Install the executable with the following command:
Note You would need the assets for the GUI integration to work, follow the Build From Source instructions to set up.
$ cargo install --git https://github.com/DNArchery/DNArchery.git
$ dnarchery
Prerequisites:
- Git
- Rust
- Cargo (Automatically installed when installing Rust)
- A C linker (Only for Linux, generally comes pre-installed)
$ git clone https://github.com/DNArchery/DNArchery.git
$ cd DNArchery/
$ # < GUI dependencies >
$ sudo apt-get install -y gir1.2-javascriptcoregtk-4.0
$ sudo apt-get install -y libwebkit2gtk-4.1-dev
$ # </ GUI dependencies >
$ cargo build --release
$ ./target/release/dnarchery
The first command clones this repository into your local machine and the last two commands enters the directory and builds the source in release mode.
You can see the OpenAPI Schema (Swagger UI) at http://127.0.0.1:1337/swagger-ui/.
The integrated GUI is a proof-of-concept into how the underlying API schema can be utilized.
As stated in the goals section, one of our primary goal is to provide a low barrier contributing opportunity to the bioinformatics open-source space. If you want to add more DNA sequencing/alignment/conversion algorithms, you can browse to src -> core ->
and chose which part you want to extend. Every super module in the tree have the same structure, a utils.rs
file which contain all functions, you can add a new function and implement it as an exposed actix-web endpoint in the src -> api -> endpoints.rs
and that's it.
Ways to contribute:
- Suggest a feature
- Report a bug
- Fix something and open a pull request
- Help me document the code
- Spread the word
Licensed under the MIT License, see LICENSE for more information.

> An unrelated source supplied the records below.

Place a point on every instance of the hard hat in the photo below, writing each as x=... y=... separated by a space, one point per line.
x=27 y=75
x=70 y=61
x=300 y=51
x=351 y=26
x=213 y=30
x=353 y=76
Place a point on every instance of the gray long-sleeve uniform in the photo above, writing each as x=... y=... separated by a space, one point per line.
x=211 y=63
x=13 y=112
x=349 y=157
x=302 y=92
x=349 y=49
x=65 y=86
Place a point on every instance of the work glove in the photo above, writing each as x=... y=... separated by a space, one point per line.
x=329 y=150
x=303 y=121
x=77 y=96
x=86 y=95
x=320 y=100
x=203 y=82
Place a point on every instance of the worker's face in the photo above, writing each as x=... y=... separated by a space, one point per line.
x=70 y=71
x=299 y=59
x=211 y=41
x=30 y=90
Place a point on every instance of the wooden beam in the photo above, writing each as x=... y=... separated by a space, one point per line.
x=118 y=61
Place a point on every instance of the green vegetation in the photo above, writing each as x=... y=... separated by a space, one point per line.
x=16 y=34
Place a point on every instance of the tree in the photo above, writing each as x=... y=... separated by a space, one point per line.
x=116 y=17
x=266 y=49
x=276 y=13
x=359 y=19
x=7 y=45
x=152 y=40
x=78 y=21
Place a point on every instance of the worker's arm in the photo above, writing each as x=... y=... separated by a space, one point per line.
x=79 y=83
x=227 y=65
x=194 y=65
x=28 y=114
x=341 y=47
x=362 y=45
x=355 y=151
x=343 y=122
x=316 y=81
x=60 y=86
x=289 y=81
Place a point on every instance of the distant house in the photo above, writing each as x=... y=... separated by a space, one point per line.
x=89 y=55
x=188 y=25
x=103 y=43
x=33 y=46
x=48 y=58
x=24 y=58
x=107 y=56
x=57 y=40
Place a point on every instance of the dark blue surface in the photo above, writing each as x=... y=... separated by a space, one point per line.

This project wouldn't exist without these resources (libraries/blogs):
FOSSHack Questionnaire:
Q. What was the initial stage of the project?
The idea of the project is to create a utility box of various DNA sequencing algorithms exposed via a API schema such that UIs, Apps can be built on top. The integratred GUI is an example of this.
The initial stage is just a code structure that provides an easy way to embed new algorithms just by adding a new function to one of the
utils.rs
files. (Either indna
/sequence
/fasta
)This is then exposed via a Web API (Rust backend) (See Code). This API is utilized for the integrated GUI app.
Q. What stage is it in now?
The Rust backend is complete. The GUI on top is a proof-of-concept stage.
Q. How did you get there?
Authors of the project are interested in bioinformatics, during the course of development of this project, we researched about the basic needs in a DNA sequencing software and looked into resources to implement it in code. Thanks to the resources (See Citations & Acknowledgments for Credits), we were able to utilize some libraries for algorithms and we implemented the rest with the documentation.
We chose Rust as the primary language as that's what we are comfortable with and it provides the necessary performance in running compute intensive algorithms.
Q. What is working/not working?
The backend is stable and works according to the specified schema. The GUI is just a wrapper around it that does I/O from the same API.